As the district court observed, Congress is quite capable of creating statutes that hold shareholders or controlling entities liable for the acts of valid corporations. In fact, Congress adopted a "control" test in the next subsection of the statute. Under CERCLA, the term "owner or operator" is defined for facilities conveyed to state or local governments by bankruptcy, tax delinquency or abandonment, as "any person who owned, operated or otherwise controlled activities at such facility immediately" before conveyance. 42 U.S.C. Section 9601(20)(A)(iii) (emphasis added). No such "control" test appears in subsection (ii), the subsection at issue in this case, and we will imply none. Similarly, La.Rev.Stat.Ann. Section 30:2276 (West 1989 Supp.) does not impose direct liability on parent corporations for the acts of their subsidiaries.

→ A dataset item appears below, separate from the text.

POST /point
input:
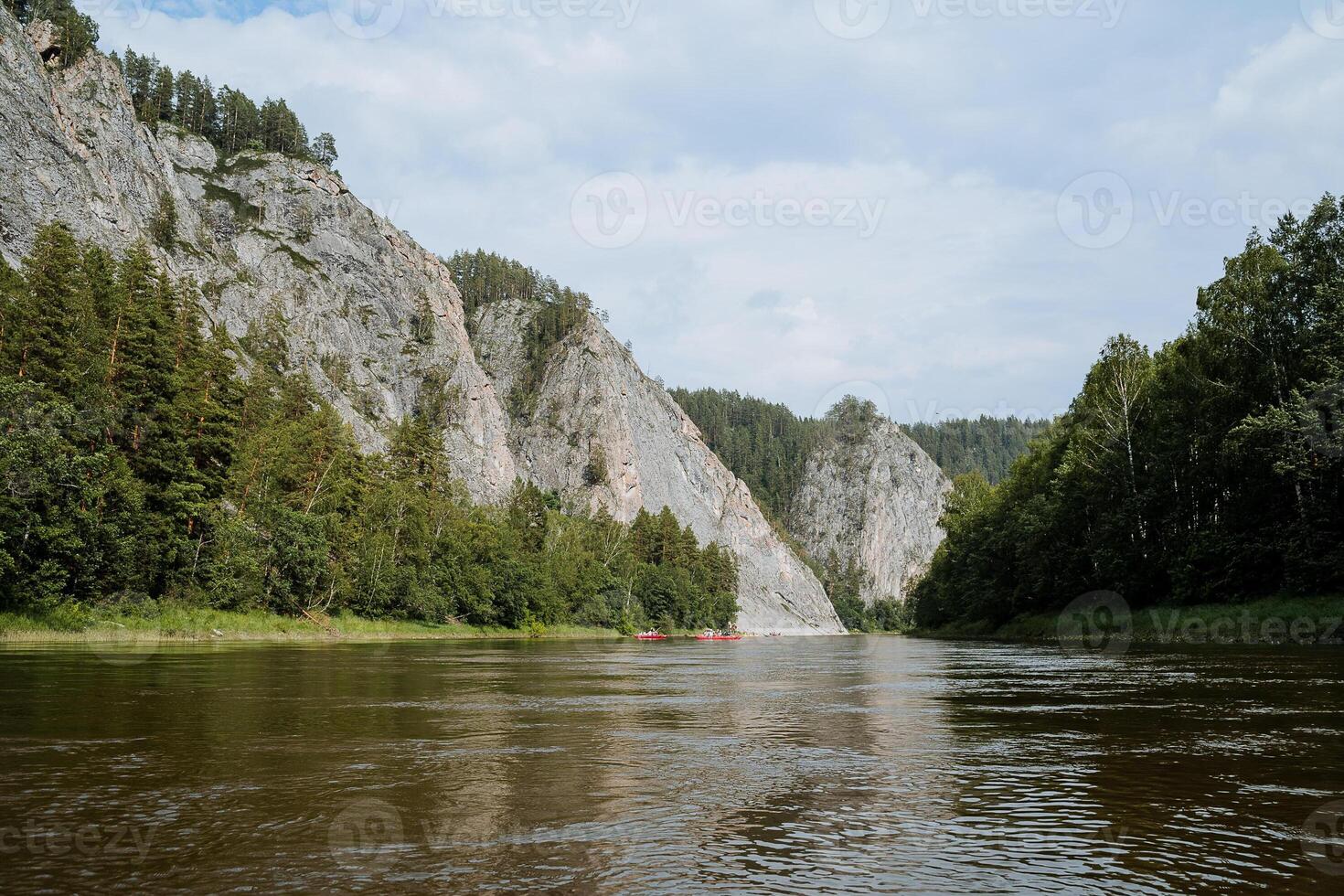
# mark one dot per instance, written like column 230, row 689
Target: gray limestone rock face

Further, the facts here militate against piercing the corporate veil. Lincoln faithfully adhered to basic corporate formalities by keeping its own books and records and holding frequent shareholder and directors meetings. The daily operations of Lincoln and James Co. were separate. Hayes and Tooke were the most involved in the operations of Lincoln; neither was employed by James Co. Lincoln owned its own property, and the property was not used by James Co. Lincoln filed separate tax returns. Lincoln paid its own bills and made its own arrangement for employee benefits. The notes from the 1950 special shareholders meeting indicate that Lincoln operated quite independently from James Co.

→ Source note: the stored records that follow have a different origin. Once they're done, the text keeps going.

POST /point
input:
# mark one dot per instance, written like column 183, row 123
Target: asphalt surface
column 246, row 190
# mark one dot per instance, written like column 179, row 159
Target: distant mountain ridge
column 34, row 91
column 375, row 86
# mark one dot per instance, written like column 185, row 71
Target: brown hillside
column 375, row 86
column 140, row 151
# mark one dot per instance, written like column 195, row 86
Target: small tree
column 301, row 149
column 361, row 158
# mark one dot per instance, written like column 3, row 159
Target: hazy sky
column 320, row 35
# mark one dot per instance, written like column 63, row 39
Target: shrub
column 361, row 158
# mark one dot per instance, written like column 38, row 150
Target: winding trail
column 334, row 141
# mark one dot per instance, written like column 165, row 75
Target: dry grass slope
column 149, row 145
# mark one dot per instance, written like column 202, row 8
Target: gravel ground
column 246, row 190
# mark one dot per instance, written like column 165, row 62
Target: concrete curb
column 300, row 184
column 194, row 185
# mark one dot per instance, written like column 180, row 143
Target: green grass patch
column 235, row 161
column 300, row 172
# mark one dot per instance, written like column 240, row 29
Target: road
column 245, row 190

The district court was correctly guided by our court's prior decision in United States v. Jon-T Chemicals, Inc., 768 F.2d 686 (5th Cir.1985), cert. denied, 475 U.S. 1014, 106 S. Ct. 1194, 89 L. Ed. 2d 309 (1986). There are Circuit set out criteria for analyzing the issue of "control" in the parent/subsidiary context. In this case, the district court ran through the "laundry list" and properly found that the facts did not justify piercing the corporate veil. Veil piercing should be limited to situations in which the corporate entity is used as a sham to perpetrate a fraud or avoid personal liability. See Jon-T, supra at 691 (quoting Baker v. Raymond International, 656 F.2d 173, 179 (5th Cir.1981) ("control required for liability under the 'instrumentality' rule amounts to total domination of the subservient corporation, to the extent that the subservient corporation manifests no separate corporate interests of its own and functions solely to achieve the purposes of the dominant corporation"). The facts in this case do not support a finding that Lincoln was designed as a bogus shell for James Co. to hide behind.

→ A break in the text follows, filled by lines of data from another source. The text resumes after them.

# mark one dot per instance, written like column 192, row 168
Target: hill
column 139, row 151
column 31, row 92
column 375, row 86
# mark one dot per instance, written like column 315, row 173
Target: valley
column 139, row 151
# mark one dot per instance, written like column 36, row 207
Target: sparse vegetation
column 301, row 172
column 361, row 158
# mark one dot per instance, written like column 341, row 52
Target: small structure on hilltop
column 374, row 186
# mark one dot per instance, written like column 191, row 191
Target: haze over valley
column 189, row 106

The district court allowed extensive discovery in this case. Appellants have pointed to those matters that they believe constitute a material issue of fact for determining whether James Co. can be held indirectly liable for Lincoln's activities. Those facts, if true, do not justify piercing the corporate veil. Therefore, the district court's grant of James Co.'s summary judgment motion was proper. We AFFIRM.
* District Judge of the Western District of Louisiana, sitting by designation.